İlk başta kimsenin umurunda değildi memlekete geldiğimde. Nede olsa başka şehirde. Sonra vakalar arttı, tabi tedbirlerde. Gerçi bazı şeyler en başta olması gerekiyordu ama tabi illa artması lazım, boşa masraf. Vakalar artık daha hızlı artıyordu ama daha kimse ölmedi. Bazıları bu virüsün has Türkleri öldürmediğini söylüyordu. Ta ki ilk ölüm açıklanana kadar. Tedbir yerine teori lazım bize, acaba bu virüs başka kimi öldürmüyor.

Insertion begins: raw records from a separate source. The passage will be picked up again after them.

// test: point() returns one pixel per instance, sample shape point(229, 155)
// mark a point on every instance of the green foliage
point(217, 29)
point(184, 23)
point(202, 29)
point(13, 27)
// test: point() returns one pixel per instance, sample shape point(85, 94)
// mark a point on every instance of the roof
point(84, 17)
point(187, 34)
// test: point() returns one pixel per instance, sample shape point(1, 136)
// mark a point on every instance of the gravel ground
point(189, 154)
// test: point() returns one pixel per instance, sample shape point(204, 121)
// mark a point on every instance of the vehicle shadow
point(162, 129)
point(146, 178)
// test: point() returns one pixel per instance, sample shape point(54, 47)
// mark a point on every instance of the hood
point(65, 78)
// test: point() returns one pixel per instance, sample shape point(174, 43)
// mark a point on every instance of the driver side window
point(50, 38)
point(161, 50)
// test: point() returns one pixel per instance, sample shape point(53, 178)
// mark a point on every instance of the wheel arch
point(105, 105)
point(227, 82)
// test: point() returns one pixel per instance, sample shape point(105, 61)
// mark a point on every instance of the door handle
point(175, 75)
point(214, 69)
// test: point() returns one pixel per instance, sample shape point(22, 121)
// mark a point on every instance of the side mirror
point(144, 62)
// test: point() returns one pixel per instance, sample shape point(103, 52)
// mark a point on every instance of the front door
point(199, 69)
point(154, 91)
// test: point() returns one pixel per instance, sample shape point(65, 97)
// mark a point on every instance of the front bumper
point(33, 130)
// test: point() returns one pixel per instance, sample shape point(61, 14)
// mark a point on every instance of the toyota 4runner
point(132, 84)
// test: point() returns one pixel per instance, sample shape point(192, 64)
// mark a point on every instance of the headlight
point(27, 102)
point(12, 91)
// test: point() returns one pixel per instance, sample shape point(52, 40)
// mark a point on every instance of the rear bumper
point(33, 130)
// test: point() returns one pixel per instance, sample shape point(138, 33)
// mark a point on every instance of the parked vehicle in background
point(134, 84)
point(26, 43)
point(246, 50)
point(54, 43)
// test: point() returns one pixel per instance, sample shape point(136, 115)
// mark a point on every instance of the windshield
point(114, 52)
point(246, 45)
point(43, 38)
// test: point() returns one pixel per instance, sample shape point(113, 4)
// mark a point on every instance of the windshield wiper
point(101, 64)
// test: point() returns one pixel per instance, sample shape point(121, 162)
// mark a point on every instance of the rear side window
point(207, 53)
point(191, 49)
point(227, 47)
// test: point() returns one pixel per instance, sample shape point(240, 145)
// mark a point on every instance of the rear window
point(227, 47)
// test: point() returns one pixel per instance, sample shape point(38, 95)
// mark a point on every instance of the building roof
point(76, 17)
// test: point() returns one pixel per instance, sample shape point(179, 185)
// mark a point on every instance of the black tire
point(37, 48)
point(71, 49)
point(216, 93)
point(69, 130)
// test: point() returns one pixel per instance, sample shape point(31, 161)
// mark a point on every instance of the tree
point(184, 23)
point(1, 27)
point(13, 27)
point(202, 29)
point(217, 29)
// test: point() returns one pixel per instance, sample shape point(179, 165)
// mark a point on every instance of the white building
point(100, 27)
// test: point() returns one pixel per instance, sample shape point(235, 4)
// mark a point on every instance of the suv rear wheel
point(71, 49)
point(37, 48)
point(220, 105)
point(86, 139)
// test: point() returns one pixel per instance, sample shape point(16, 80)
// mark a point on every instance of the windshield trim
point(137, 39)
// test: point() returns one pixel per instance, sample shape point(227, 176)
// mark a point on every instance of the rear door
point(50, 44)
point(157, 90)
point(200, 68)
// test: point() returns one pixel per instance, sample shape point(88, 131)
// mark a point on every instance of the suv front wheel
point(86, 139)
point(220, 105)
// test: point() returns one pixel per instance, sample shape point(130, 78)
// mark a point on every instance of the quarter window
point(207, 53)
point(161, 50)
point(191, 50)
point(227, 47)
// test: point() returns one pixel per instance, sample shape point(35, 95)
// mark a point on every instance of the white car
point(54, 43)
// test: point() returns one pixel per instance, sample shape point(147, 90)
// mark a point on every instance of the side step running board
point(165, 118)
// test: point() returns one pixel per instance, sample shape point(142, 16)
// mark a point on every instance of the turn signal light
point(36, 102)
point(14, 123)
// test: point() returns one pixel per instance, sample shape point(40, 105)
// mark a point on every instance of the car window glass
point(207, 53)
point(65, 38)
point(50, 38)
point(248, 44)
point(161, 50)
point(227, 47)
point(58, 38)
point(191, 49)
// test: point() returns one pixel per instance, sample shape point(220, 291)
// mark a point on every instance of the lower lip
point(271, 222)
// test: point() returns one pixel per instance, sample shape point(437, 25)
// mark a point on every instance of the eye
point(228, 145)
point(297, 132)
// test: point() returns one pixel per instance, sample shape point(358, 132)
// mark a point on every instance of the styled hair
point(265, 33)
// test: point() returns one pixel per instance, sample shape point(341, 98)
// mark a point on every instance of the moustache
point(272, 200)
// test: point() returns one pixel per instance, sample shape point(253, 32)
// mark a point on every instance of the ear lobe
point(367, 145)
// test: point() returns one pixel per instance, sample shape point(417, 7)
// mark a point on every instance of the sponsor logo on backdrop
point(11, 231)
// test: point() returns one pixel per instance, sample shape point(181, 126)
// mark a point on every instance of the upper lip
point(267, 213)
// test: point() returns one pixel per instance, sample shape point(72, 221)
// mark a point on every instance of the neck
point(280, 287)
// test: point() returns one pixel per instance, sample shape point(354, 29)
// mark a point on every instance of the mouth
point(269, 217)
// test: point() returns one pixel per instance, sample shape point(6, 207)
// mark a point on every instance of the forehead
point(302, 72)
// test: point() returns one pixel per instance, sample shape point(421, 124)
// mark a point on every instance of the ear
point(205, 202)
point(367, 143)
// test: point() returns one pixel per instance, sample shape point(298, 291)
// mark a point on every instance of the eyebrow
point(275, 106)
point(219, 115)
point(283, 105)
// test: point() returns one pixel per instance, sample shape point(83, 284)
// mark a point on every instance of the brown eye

Millet hala sokaktaydı, çünkü daha yasak gelmemişti. Bu virüsü, bütün ülke ne kadar ciddi olduğunu anlayacak, tabi virüs ülke nüfusuna yetiştiğinde. Ölüm senin evinden olmayınca büyük gelmiyor. Gerekli tedbirler oluyordu, işin siyasi boyutuna girmeden. Sonunda bizde de yasak geldi sokağa çıkmıyorduk. Eve kapandık şimdi, sokağa çıkma yasağı her halde bir 50 binde gelir. Ölümünde artması lazım tabi. Sonra şehirlerde ki vaka sayıları açıklandı. Biraz telaş oldu ama yine de sorun yok, nede olsa başka mahallelerde.